I've replicated this successfully several times, my exact setup is as follows: AGH -> coredns_omada (omada clients IPs) -> docker 127.0.0.11 (docker containers IPs) -> AGH
But it should be easily reproducible on similar setup: AGH -> router -> AGH
Then simply do nslookup <nonexistent private IP> <IP of AGH> to create loop and flood of:
2024/01/31 21:40:02.567621 [error] dnsproxy: upstream 127.0.0.1:5053 failed to exchange ;22.0.20.172.in-addr.arpa. IN PTR in 2.004519601s: exchanging with 127.0.0.1:5053 over udp: read udp 127.0.0.1:45093->127.0.0.1:5053: i/o timeout
When client IP is resolvable, there is no problem, both internal network as well as docker containers client IPs are successfully resolved.

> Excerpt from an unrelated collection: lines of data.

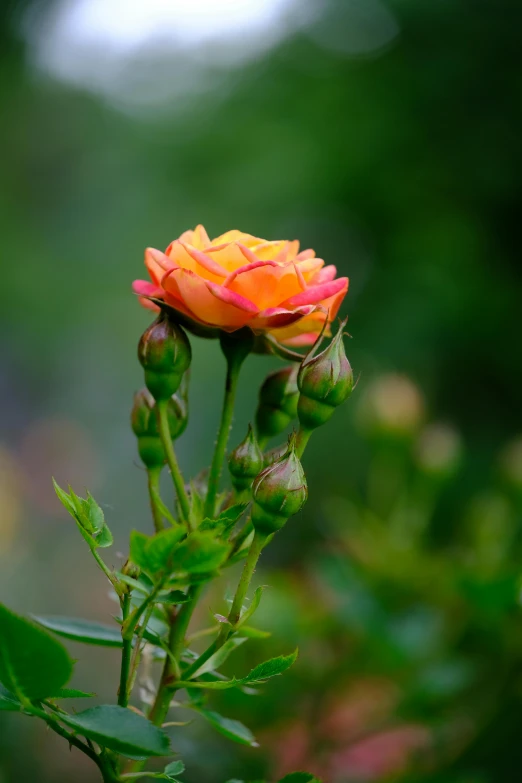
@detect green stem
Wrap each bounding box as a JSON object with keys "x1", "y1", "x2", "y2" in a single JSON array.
[
  {"x1": 91, "y1": 550, "x2": 121, "y2": 594},
  {"x1": 156, "y1": 399, "x2": 191, "y2": 528},
  {"x1": 147, "y1": 467, "x2": 164, "y2": 532},
  {"x1": 127, "y1": 604, "x2": 155, "y2": 697},
  {"x1": 296, "y1": 426, "x2": 312, "y2": 458},
  {"x1": 29, "y1": 704, "x2": 118, "y2": 782},
  {"x1": 183, "y1": 531, "x2": 267, "y2": 680},
  {"x1": 204, "y1": 353, "x2": 245, "y2": 519},
  {"x1": 122, "y1": 582, "x2": 163, "y2": 640},
  {"x1": 219, "y1": 530, "x2": 266, "y2": 641},
  {"x1": 123, "y1": 586, "x2": 202, "y2": 778},
  {"x1": 147, "y1": 584, "x2": 204, "y2": 726},
  {"x1": 118, "y1": 593, "x2": 132, "y2": 708}
]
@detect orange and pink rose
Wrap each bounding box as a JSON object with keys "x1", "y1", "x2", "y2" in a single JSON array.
[{"x1": 133, "y1": 226, "x2": 348, "y2": 346}]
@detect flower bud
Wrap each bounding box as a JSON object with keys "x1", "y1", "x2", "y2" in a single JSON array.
[
  {"x1": 131, "y1": 388, "x2": 187, "y2": 468},
  {"x1": 131, "y1": 389, "x2": 165, "y2": 469},
  {"x1": 252, "y1": 435, "x2": 307, "y2": 535},
  {"x1": 131, "y1": 389, "x2": 155, "y2": 438},
  {"x1": 256, "y1": 365, "x2": 299, "y2": 441},
  {"x1": 138, "y1": 313, "x2": 191, "y2": 401},
  {"x1": 297, "y1": 321, "x2": 353, "y2": 430},
  {"x1": 165, "y1": 392, "x2": 188, "y2": 441},
  {"x1": 228, "y1": 424, "x2": 264, "y2": 493},
  {"x1": 263, "y1": 443, "x2": 288, "y2": 467},
  {"x1": 122, "y1": 559, "x2": 140, "y2": 580}
]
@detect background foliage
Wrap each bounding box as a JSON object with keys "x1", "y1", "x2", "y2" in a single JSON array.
[{"x1": 1, "y1": 0, "x2": 522, "y2": 781}]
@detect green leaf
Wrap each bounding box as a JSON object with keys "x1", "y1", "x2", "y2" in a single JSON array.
[
  {"x1": 52, "y1": 688, "x2": 95, "y2": 699},
  {"x1": 130, "y1": 528, "x2": 186, "y2": 577},
  {"x1": 143, "y1": 528, "x2": 186, "y2": 574},
  {"x1": 84, "y1": 492, "x2": 105, "y2": 530},
  {"x1": 117, "y1": 574, "x2": 150, "y2": 595},
  {"x1": 156, "y1": 590, "x2": 190, "y2": 605},
  {"x1": 52, "y1": 478, "x2": 78, "y2": 517},
  {"x1": 53, "y1": 479, "x2": 97, "y2": 547},
  {"x1": 236, "y1": 586, "x2": 265, "y2": 629},
  {"x1": 0, "y1": 604, "x2": 73, "y2": 700},
  {"x1": 184, "y1": 649, "x2": 298, "y2": 691},
  {"x1": 190, "y1": 637, "x2": 247, "y2": 678},
  {"x1": 52, "y1": 480, "x2": 112, "y2": 549},
  {"x1": 60, "y1": 705, "x2": 171, "y2": 757},
  {"x1": 0, "y1": 684, "x2": 20, "y2": 711},
  {"x1": 95, "y1": 520, "x2": 114, "y2": 548},
  {"x1": 278, "y1": 775, "x2": 322, "y2": 783},
  {"x1": 34, "y1": 615, "x2": 124, "y2": 647},
  {"x1": 197, "y1": 708, "x2": 258, "y2": 747},
  {"x1": 242, "y1": 650, "x2": 298, "y2": 684},
  {"x1": 239, "y1": 626, "x2": 271, "y2": 639},
  {"x1": 153, "y1": 495, "x2": 179, "y2": 528},
  {"x1": 129, "y1": 532, "x2": 149, "y2": 569},
  {"x1": 174, "y1": 532, "x2": 231, "y2": 574},
  {"x1": 188, "y1": 480, "x2": 206, "y2": 529},
  {"x1": 164, "y1": 760, "x2": 185, "y2": 777},
  {"x1": 199, "y1": 503, "x2": 248, "y2": 535},
  {"x1": 120, "y1": 761, "x2": 185, "y2": 781}
]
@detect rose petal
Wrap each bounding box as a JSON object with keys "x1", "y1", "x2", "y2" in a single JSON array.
[
  {"x1": 293, "y1": 261, "x2": 307, "y2": 291},
  {"x1": 283, "y1": 277, "x2": 348, "y2": 307},
  {"x1": 132, "y1": 279, "x2": 163, "y2": 298},
  {"x1": 309, "y1": 264, "x2": 337, "y2": 285},
  {"x1": 250, "y1": 240, "x2": 288, "y2": 261},
  {"x1": 192, "y1": 224, "x2": 211, "y2": 249},
  {"x1": 296, "y1": 256, "x2": 325, "y2": 281},
  {"x1": 145, "y1": 247, "x2": 176, "y2": 284},
  {"x1": 165, "y1": 268, "x2": 256, "y2": 329},
  {"x1": 268, "y1": 309, "x2": 328, "y2": 344},
  {"x1": 319, "y1": 284, "x2": 348, "y2": 322},
  {"x1": 295, "y1": 248, "x2": 316, "y2": 261},
  {"x1": 166, "y1": 240, "x2": 227, "y2": 283},
  {"x1": 203, "y1": 241, "x2": 250, "y2": 272},
  {"x1": 206, "y1": 280, "x2": 259, "y2": 313},
  {"x1": 285, "y1": 239, "x2": 300, "y2": 260},
  {"x1": 139, "y1": 297, "x2": 161, "y2": 312},
  {"x1": 180, "y1": 242, "x2": 229, "y2": 278},
  {"x1": 249, "y1": 304, "x2": 316, "y2": 331},
  {"x1": 224, "y1": 260, "x2": 304, "y2": 311},
  {"x1": 223, "y1": 259, "x2": 277, "y2": 285},
  {"x1": 236, "y1": 243, "x2": 265, "y2": 265},
  {"x1": 177, "y1": 229, "x2": 195, "y2": 244},
  {"x1": 278, "y1": 332, "x2": 322, "y2": 347},
  {"x1": 210, "y1": 230, "x2": 262, "y2": 247}
]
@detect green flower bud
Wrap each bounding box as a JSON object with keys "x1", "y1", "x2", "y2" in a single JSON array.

Adding *20.172.in-addr.arpa to disallowed domains resolves this loop problem of course.
Proposed solution
Not really sure how to tackle this, open to ideas. Of course the very ideal scenario would be that the Private DNS resolver uses different upstream than AGH, but thats sometimes not possible, e.g. when you set AGH as upstream in some routers, because you want your whole network using AGH.
There is already a best-effort protection against the case where AGH is sending PTRs to itself directly. But the thing is, there will always be ways of building a network configuration resulting in a recursion. I don't really see any solution that doesn't increase the complexity of code and/or configuration for users, but if anyone has any ideas, feel free to share.
@ainar-g Would it make sense in this fashion ?
When AGH sends a requests for example 1.1.20.172.in-addr.arpa, until it is resolved (or not resolved), it also disallows further requests towards itself (disallowed domains feature) temporarily ? This would prevent this situation I guess, so in case it is not found on the chain of private reverse dns servers, the last in chain would not be allowed to request AGH again to resolve it. So basically something like disallowing outstanding private reverse dns PRT queries
An interesting proposal, but there are a few issues. Dropping queries like that could make AGH unusable in cases where devices in a network send the same PTR requests actively, for example when the TTL, which is common for all records, expires in the devices. That would also require some sort of global locking for preventing data races, and we strive to avoid those unless completely necessary. Also, ideally that blocking would need to be per-upstream, since some of them may lead back to AGH but not others, further complicating things. And testing this would be a nightmare, heh.